Vermutet haben es viele, am Donnerstag ist es Gewissheit geworden. Zu Guido Buchwalds Zeiten hat beim VfB Stuttgart noch ein anderer Wind geweht. „Bei uns ist die Krise schon ab Platz 8 ausgerufen worden“, erinnert er sich. Habe er sich einen Fehlpass geleistet, dann habe ihn das tagelang beschäftigt.

Vom Mittelstürmer zum Verteidiger

„Ich konnte nie gut mit Niederlagen umgehen“, gesteht er. Grausam sei das gewesen.
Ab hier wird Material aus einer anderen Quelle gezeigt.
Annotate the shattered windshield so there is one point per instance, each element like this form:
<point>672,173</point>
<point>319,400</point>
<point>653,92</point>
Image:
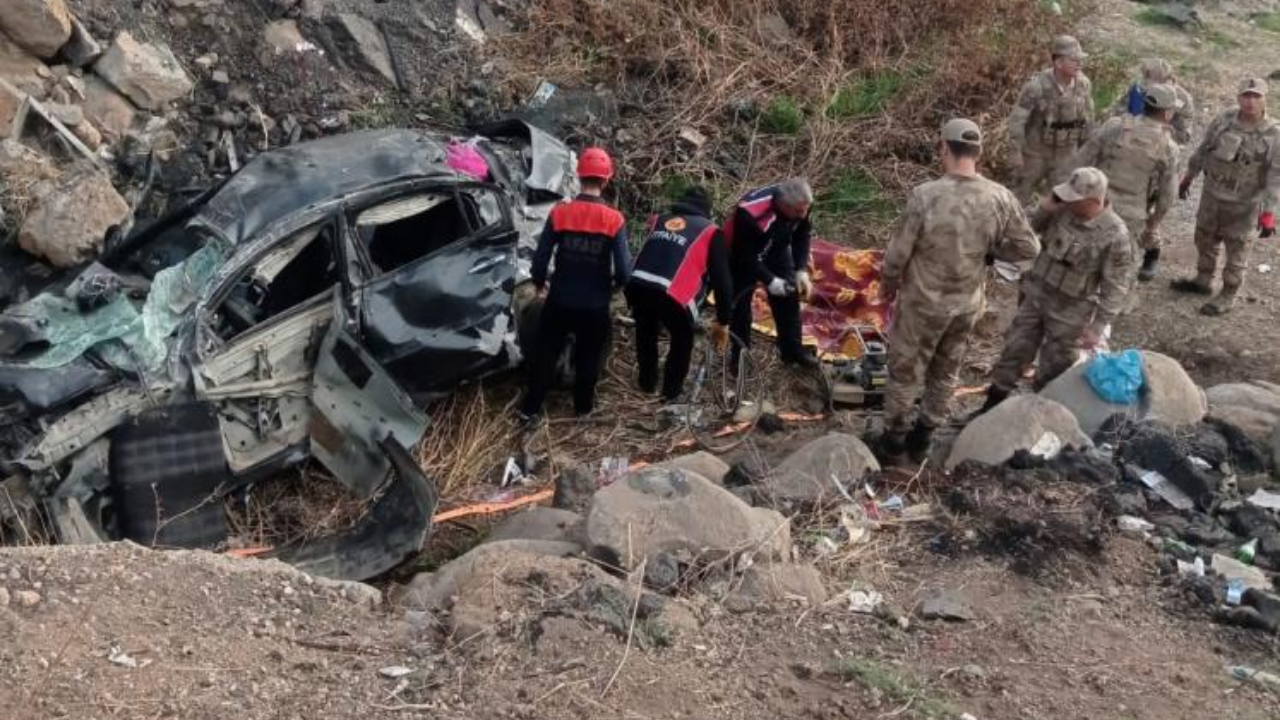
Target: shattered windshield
<point>124,336</point>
Heute dagegen würden Abspielfehler sogar in der eigenen Hälfte akzeptiert, von den Spielern wie von der Öffentlichkeit, frei nach dem Motto: Er hat es ja eigentlich richtig machen wollen.

Guido Buchwald hat in seiner Karriere vieles richtig gemacht. Von den ersten Schritten als Mittelstürmer (!) beim SV Wannweil über die Jugendmannschaften des TSV Pliezhausen und der Stuttgarter Kickers, bei denen er als 17-Jähriger seinen ersten „Vertrag“ unterzeichnet hat – sehr zum Ärger des zu kurz gekommenen Lokalrivalen VfB Stuttgart. „Da ging es um ein paar Mark Fahrgeld-Ersatz. Die, die mich zum VfB lotsen wollten, haben mir gesagt, dass ich erst 17 bin und die Unterschrift gar nicht gelte“, so Buchwald. Er habe sich aber gebunden gefühlt und erst mal seinen „Vertrag“ erfüllt, bis es dann doch noch was wurde mit dem VfB. Um größere Summen ging es, als der FC Bayern München später anklopfte.

Eisern – am Vertragstisch und auf dem Platz

Dass Buchwald als gestandener Nationalspieler laut Vertrag wenn überhaupt, dann nur ins Ausland und das zu einer Mindestsumme von damals vier Millionen Mark wechseln durfte, hat den Bayern-Manager Uli Hoeneß nicht gestört. Er sei sich schon mit Inter Mailand einig, so der Jungmanager. Dorthin solle Buchwald wechseln und postwendend von den Bayern zurückgeliehen werden. „Da hätte ich mich daheim nicht mehr blicken lassen können“, begründet Buchwald rückblickend seinen Verzicht.

So eisern er am Vertragstisch seine Grundsätze verteidigt hat, so eisern hat er auf dem Platz das Tor verteidigt. Das Image des knallharten Verteidigers, das ihm anhaftet, entbehrt zumindest statistisch gesehen jeglicher Grundlage. Bei 76 Einsätze in der Nationalmannschaft, hat Buchwald doppelt so viele Tore geschossen wie Gelbe Karten kassiert. Das 4:2-Verhältnis erklärt der Innenverteidiger, der sich im Lauf seiner Karriere zudem vier Mal die Nase gebrochen, ganz einfach. „Ich habe immer versucht, fair zu spielen. So offen und ehrlich, wie ich auch meine Ziele im Leben abseits des Platzes verfolge“, so Buchwald.

Einen grätscht er an diesem Abend ab

Einen allerdings hat er an diesem Abend dann doch ordentlich abgegrätscht. Michael Reschke, der vor Monaten geschasste Sportvorstand des VfB Stuttgart, treibe zum Glück nicht mehr sein Unwesen in der VfB-Schaltzentrale auf dem Wasen, sagte er. Deutliche Worte, die zeigen, dass Guido Buchwald auch anders kann – nicht nur auf dem Spielfeld. Unvergessen, wie er im WM-Endspiel 1990 dem argentinischen Weltstar Diego Maradona den Zahn gezogen hat. Seitdem haftet ihm der Spitzname Diego so hartnäckig an, dass ihn sogar der ehemalige Finanzminister Wolfgang Schäuble damit angesprochen hat.